Senate Chaplain Rear Admiral Barry Black (Ret.) was unusually pointed in his plea for action after yet another school shooting Monday that left both children and adults dead.
“Lord, when babies die at a church school, it is time for us to move beyond thoughts and prayers,” Black said Tuesday morning to open the Senate session. “Remind our lawmakers of the words of the British statesman Edmund Burke: ‘All that is necessary for evil to triumph is for good people to do nothing.'”
“Lord deliver our senators from the paralysis of analysis that waits for the miraculous,” he added. “Use them to battle the demonic forces that seek to engulf us.”
The few lines are imbued with subtext. He invokes “thoughts and prayers,” which has become shorthand for Republican lawmakers’ inaction in the wake of mass shootings. He cites Edmund Burke, considered to be the philosophical godfather of conservatism.
A shooter killed three nine-year-old children and three adults Monday at The Covenant School in Tennessee, a private, Christian school for children in pre-K to sixth grade. The shooter was killed by police. Nashville Police say they’ve recovered a manifesto and a map of the school.
Calling the shooting “heartbreaking, a family’s worst nightmare,” President Joe Biden called on Congress to pass an assault weapons ban.

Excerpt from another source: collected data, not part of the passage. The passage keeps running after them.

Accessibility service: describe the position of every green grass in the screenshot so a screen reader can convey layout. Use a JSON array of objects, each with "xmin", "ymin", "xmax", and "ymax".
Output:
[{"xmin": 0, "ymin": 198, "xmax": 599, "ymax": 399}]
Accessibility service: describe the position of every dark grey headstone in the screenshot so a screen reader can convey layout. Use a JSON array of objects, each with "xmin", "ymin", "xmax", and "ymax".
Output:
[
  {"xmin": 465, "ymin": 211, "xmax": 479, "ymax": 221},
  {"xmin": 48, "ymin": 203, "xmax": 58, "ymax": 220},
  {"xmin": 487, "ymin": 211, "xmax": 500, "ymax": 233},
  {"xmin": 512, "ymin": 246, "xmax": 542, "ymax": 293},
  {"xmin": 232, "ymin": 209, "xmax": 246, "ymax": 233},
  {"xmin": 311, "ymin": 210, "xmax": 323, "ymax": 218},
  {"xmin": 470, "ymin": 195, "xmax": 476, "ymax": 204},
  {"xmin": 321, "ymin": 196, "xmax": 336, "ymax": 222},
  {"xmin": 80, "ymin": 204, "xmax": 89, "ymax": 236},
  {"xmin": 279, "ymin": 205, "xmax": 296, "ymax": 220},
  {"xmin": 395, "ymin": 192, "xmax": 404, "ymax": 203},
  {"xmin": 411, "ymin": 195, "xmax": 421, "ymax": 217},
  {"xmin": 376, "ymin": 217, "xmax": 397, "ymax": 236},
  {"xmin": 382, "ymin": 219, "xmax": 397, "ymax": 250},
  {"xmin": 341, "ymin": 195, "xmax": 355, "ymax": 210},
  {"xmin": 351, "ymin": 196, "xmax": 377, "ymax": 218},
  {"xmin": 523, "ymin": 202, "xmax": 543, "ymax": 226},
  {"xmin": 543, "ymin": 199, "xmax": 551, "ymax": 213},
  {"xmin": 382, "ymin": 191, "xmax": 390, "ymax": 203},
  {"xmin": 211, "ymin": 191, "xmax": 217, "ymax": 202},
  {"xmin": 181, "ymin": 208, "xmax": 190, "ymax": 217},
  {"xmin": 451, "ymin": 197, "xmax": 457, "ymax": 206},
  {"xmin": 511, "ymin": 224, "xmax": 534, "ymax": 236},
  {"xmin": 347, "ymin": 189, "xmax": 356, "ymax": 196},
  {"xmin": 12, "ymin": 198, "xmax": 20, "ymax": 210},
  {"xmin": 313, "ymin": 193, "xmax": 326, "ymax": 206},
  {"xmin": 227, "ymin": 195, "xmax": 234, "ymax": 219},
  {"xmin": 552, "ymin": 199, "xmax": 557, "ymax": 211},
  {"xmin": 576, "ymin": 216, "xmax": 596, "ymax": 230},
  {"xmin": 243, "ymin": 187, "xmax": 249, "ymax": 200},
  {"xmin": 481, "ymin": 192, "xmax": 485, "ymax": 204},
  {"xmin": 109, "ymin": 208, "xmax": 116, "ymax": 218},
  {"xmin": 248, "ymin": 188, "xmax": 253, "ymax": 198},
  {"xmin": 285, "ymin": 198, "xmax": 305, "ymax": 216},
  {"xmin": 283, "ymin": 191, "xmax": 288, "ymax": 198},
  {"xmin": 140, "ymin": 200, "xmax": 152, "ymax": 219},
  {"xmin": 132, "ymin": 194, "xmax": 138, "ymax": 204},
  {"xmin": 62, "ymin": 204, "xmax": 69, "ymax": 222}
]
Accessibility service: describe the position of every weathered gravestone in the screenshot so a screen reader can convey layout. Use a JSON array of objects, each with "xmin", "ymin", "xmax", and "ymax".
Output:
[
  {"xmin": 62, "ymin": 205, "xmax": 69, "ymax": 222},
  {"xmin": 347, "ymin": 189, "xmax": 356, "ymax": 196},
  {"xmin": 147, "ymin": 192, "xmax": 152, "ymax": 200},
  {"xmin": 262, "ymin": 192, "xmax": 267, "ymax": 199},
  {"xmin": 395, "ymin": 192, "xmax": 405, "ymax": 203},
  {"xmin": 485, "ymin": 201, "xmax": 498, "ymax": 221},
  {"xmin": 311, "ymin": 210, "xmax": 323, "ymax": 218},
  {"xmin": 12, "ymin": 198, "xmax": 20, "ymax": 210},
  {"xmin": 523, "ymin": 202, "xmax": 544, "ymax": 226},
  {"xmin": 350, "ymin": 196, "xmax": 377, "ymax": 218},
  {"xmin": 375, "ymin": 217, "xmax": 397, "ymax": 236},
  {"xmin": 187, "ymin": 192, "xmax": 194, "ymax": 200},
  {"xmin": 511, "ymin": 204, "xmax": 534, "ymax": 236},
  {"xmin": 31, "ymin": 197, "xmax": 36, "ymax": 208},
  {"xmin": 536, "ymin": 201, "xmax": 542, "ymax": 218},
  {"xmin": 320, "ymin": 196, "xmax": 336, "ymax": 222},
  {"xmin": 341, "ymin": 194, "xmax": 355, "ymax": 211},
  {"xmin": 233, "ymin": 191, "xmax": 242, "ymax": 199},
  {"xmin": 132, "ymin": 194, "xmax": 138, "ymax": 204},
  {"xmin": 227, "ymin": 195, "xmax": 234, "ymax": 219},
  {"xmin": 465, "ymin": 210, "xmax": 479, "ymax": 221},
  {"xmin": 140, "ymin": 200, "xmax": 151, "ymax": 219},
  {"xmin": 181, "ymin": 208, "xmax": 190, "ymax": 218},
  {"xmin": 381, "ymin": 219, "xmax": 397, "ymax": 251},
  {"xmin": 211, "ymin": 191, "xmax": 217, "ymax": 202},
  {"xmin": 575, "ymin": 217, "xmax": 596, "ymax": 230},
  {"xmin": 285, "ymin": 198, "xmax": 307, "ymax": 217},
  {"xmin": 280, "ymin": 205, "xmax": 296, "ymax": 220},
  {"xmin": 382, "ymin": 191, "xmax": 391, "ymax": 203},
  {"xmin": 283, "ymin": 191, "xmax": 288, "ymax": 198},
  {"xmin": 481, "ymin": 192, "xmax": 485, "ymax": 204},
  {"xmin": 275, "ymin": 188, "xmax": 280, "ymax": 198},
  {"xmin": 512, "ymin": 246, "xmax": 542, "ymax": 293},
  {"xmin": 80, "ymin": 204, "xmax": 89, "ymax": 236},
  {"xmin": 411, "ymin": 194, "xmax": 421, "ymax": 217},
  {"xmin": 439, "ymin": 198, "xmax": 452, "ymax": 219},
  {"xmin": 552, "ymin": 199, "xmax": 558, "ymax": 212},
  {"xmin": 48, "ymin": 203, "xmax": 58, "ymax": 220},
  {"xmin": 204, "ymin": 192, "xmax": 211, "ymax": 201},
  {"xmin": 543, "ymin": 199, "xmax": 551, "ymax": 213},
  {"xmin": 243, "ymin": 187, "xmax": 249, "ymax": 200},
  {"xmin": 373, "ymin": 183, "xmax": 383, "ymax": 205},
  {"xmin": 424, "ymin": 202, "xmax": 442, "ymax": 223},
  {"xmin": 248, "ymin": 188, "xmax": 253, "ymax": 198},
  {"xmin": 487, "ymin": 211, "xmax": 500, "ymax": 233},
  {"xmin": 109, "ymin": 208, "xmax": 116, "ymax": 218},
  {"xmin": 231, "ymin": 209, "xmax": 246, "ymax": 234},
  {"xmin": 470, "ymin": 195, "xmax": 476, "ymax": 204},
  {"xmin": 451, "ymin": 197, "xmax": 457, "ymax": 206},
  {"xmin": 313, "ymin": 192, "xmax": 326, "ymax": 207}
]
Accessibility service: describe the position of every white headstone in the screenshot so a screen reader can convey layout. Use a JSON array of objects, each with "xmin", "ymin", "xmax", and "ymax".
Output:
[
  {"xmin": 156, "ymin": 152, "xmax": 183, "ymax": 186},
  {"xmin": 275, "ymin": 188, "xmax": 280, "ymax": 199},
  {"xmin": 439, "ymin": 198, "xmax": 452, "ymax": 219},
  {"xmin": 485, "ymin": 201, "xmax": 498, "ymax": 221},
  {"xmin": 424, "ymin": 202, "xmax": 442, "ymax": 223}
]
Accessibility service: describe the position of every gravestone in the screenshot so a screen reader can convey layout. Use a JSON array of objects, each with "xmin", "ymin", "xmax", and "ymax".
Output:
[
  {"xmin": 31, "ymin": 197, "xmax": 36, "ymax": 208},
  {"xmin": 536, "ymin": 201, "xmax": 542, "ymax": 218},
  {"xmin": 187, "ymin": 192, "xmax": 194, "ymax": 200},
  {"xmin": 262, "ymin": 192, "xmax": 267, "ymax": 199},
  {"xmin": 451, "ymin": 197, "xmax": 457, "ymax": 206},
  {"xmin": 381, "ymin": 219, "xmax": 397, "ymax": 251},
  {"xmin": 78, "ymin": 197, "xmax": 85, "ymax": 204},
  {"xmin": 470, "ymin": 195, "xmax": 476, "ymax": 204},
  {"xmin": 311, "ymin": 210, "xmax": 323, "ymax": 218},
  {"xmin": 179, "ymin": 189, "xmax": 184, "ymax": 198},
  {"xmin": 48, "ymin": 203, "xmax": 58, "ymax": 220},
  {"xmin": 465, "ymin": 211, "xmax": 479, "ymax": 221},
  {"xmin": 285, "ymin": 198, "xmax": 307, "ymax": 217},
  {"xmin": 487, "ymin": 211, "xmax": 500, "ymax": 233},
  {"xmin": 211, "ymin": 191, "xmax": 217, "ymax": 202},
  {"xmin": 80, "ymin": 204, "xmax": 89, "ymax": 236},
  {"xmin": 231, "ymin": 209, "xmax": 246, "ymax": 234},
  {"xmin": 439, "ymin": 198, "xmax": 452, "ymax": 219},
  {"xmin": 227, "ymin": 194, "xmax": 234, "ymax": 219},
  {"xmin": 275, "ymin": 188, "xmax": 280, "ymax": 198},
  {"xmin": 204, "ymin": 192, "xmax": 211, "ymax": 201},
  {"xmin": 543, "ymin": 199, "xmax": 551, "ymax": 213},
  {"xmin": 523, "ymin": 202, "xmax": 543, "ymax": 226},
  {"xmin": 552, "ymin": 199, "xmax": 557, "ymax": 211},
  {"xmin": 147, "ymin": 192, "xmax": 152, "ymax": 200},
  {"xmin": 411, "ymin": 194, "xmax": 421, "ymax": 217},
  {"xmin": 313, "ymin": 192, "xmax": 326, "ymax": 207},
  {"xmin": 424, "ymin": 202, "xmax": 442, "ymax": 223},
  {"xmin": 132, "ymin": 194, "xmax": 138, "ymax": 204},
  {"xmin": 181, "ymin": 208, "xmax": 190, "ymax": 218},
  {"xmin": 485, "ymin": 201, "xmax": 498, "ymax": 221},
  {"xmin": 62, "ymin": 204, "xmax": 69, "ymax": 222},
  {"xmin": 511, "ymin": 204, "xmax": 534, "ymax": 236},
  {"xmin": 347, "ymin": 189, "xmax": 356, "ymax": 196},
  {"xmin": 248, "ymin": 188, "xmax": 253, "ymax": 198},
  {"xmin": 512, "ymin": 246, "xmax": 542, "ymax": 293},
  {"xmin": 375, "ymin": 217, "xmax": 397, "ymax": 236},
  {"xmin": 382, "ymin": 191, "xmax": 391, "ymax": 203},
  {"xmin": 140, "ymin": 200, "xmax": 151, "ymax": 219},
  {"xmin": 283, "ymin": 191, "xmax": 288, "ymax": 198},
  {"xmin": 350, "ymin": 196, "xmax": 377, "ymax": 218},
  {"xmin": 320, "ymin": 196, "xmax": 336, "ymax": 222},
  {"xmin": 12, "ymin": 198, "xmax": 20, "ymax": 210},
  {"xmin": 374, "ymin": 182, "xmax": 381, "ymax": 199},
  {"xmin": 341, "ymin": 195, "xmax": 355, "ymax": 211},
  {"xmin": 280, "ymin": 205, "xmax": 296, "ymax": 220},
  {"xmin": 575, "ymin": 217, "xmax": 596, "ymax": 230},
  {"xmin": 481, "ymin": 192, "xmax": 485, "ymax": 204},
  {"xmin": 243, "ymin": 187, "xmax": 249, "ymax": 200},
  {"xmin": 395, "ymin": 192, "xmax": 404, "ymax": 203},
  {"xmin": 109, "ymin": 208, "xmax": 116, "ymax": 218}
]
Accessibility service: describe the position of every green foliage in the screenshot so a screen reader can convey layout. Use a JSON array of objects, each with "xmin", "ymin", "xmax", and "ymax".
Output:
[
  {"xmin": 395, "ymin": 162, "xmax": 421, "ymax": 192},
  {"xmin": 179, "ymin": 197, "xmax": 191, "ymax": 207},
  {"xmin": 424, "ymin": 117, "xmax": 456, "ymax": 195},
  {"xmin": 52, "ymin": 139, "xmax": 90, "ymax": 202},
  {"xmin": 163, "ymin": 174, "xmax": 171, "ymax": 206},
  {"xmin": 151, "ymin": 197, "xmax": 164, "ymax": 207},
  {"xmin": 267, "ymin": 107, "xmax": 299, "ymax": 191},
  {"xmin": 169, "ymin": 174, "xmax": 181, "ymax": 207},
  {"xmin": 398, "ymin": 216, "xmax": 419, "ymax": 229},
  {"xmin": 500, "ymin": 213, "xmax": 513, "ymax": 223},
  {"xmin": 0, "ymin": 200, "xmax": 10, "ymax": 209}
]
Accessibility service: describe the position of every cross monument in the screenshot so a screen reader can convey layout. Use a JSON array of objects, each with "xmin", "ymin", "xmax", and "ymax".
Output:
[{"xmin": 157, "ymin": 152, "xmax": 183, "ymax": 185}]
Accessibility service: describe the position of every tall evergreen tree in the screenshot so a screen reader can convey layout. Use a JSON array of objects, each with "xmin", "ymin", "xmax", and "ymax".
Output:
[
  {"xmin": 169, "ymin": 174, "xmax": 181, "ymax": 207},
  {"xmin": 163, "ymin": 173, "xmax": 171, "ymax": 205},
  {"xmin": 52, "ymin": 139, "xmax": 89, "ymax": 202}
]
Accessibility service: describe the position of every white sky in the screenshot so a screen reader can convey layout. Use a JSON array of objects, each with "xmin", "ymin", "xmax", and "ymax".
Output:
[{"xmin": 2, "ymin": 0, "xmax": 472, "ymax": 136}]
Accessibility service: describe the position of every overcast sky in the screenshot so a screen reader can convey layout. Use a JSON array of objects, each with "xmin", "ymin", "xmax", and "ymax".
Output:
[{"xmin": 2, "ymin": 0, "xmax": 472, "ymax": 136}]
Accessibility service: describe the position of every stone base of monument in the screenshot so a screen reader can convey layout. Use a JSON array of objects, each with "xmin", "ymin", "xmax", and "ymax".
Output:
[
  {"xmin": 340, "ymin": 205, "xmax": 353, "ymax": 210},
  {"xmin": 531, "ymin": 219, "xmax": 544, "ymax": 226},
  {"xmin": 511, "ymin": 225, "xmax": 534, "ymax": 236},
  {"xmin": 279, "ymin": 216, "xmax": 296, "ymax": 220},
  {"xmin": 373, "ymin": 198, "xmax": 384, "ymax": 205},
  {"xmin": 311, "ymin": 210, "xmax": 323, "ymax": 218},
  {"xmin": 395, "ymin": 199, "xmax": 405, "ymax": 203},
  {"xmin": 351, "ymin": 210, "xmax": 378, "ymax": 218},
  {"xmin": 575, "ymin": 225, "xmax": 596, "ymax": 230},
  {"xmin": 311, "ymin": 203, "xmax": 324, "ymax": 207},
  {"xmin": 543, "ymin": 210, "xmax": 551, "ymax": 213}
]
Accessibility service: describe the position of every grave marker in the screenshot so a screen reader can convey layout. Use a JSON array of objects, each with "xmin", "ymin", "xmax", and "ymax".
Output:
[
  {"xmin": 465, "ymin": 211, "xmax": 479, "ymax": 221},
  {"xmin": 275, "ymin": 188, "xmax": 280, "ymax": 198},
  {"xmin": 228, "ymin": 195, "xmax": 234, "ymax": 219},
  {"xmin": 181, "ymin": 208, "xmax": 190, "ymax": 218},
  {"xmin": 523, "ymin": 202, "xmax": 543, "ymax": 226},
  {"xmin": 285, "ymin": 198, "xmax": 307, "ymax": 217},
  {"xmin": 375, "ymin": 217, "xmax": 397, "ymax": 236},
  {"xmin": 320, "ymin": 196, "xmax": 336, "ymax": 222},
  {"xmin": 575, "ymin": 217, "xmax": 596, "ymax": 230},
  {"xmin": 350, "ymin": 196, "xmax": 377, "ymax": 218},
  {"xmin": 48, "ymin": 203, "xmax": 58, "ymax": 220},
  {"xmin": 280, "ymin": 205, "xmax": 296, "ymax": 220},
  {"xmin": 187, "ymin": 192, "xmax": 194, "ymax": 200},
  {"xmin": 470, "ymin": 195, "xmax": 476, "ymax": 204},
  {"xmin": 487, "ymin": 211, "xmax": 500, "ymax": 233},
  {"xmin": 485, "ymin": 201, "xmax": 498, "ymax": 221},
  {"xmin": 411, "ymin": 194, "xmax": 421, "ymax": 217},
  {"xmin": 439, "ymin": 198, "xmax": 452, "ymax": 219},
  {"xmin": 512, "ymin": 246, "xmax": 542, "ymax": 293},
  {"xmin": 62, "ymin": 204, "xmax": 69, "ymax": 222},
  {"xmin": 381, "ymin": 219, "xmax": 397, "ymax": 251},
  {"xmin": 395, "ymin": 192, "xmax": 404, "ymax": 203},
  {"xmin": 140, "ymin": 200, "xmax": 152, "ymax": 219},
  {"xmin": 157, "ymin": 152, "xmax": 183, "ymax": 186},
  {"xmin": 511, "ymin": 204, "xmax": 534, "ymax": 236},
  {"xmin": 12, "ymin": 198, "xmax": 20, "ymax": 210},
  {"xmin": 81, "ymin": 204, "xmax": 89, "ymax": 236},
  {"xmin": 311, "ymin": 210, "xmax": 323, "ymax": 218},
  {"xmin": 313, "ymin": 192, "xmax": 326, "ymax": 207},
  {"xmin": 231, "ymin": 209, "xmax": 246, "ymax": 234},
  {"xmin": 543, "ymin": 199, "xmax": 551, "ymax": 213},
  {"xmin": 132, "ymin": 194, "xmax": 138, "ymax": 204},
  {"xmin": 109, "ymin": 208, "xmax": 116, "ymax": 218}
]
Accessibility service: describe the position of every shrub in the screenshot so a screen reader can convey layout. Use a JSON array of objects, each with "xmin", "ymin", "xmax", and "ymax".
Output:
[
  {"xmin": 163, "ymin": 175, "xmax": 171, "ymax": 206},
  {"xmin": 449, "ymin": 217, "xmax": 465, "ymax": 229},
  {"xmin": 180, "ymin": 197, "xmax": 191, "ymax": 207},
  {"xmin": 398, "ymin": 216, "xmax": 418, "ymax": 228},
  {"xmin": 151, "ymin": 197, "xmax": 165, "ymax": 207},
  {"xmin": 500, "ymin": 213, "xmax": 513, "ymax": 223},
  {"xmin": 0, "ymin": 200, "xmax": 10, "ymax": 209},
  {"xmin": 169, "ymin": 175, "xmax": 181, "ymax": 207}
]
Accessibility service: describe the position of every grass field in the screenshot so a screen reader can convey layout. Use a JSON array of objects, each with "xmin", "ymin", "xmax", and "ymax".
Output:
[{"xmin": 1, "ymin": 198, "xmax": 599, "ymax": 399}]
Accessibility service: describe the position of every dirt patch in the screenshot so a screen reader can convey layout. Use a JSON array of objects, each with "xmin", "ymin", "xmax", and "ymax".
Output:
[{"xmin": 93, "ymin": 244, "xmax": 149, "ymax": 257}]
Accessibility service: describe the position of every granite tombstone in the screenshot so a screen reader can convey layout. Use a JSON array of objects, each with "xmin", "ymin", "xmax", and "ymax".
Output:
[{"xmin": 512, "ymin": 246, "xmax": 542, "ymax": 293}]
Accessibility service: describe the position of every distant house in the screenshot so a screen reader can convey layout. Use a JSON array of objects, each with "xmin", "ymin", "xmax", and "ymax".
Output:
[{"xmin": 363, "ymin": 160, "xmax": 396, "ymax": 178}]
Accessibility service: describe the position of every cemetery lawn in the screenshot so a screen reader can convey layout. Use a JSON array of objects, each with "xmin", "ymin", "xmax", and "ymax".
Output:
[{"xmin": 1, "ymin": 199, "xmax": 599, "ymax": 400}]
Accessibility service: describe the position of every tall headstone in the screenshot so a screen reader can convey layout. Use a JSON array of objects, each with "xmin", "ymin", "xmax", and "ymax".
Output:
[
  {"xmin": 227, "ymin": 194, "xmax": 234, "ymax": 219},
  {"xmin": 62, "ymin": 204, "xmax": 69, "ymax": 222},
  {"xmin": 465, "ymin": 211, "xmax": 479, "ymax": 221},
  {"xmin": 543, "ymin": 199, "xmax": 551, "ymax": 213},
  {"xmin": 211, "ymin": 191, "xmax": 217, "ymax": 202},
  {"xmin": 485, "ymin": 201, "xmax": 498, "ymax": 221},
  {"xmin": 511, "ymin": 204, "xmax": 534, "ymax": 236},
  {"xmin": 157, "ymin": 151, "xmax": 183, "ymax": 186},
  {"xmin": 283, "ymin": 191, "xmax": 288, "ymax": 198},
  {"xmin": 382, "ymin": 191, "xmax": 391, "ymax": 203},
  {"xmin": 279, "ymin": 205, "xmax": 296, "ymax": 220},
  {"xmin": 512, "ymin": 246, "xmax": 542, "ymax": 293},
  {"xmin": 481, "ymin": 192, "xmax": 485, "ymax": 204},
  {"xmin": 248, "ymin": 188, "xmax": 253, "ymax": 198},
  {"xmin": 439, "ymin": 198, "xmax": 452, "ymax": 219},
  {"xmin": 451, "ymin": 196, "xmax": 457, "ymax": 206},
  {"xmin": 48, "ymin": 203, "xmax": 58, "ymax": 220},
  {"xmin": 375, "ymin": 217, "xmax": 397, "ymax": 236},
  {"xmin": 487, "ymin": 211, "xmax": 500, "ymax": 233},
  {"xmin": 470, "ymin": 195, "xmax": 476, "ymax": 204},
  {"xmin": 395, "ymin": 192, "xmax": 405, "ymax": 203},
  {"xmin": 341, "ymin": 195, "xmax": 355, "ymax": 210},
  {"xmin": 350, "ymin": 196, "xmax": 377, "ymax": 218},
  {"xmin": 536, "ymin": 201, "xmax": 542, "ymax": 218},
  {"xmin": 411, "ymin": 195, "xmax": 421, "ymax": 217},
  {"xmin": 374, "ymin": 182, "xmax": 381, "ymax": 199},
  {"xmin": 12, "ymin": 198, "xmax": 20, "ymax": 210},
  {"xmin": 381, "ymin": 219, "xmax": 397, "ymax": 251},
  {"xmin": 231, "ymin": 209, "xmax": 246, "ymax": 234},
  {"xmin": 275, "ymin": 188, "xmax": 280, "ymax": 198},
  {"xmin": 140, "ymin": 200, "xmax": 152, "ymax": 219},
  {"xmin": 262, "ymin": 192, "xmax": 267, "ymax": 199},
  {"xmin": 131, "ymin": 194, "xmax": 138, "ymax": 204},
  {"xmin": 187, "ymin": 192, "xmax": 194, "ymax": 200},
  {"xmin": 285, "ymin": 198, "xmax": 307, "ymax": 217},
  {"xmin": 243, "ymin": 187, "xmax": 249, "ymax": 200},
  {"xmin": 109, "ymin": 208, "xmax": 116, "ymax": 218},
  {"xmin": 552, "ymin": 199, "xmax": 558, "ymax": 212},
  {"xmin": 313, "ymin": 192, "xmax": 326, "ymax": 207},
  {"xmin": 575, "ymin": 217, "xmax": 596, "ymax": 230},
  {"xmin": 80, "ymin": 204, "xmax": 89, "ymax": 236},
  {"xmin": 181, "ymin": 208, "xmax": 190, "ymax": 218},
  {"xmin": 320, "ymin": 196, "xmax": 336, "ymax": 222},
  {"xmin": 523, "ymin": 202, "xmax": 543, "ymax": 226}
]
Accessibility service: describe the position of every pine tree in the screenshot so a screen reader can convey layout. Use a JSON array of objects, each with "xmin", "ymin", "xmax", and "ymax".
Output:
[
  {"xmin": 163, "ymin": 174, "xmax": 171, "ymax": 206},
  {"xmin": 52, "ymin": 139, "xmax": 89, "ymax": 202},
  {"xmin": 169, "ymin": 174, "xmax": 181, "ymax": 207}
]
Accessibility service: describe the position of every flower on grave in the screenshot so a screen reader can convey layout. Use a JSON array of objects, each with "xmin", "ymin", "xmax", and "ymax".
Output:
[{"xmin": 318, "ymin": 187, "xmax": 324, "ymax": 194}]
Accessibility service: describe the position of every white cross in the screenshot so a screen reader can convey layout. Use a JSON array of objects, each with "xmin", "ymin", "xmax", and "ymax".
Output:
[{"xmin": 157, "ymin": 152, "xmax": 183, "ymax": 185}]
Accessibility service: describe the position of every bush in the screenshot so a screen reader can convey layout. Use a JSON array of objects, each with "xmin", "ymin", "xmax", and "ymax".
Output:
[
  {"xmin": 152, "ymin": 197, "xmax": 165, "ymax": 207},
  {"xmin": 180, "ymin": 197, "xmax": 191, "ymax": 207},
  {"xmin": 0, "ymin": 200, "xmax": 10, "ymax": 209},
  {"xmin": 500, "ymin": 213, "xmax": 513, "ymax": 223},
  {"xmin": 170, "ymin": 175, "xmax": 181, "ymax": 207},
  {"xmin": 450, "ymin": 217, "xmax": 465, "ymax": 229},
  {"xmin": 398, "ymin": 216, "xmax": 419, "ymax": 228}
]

But such a ban is dead on arrival. Both Democrats and Republicans made clear after the shooting that more dead children have not moved the needle on even minor gun reform. Democrats, with enough Republican support to overcome the filibuster, passed a modest gun control bill in 2022 that beefed up background checks for young buyers and increased penalties for third-party gun sellers. But with Republicans in control of the House, even legislation on a similar level is certain not to pass.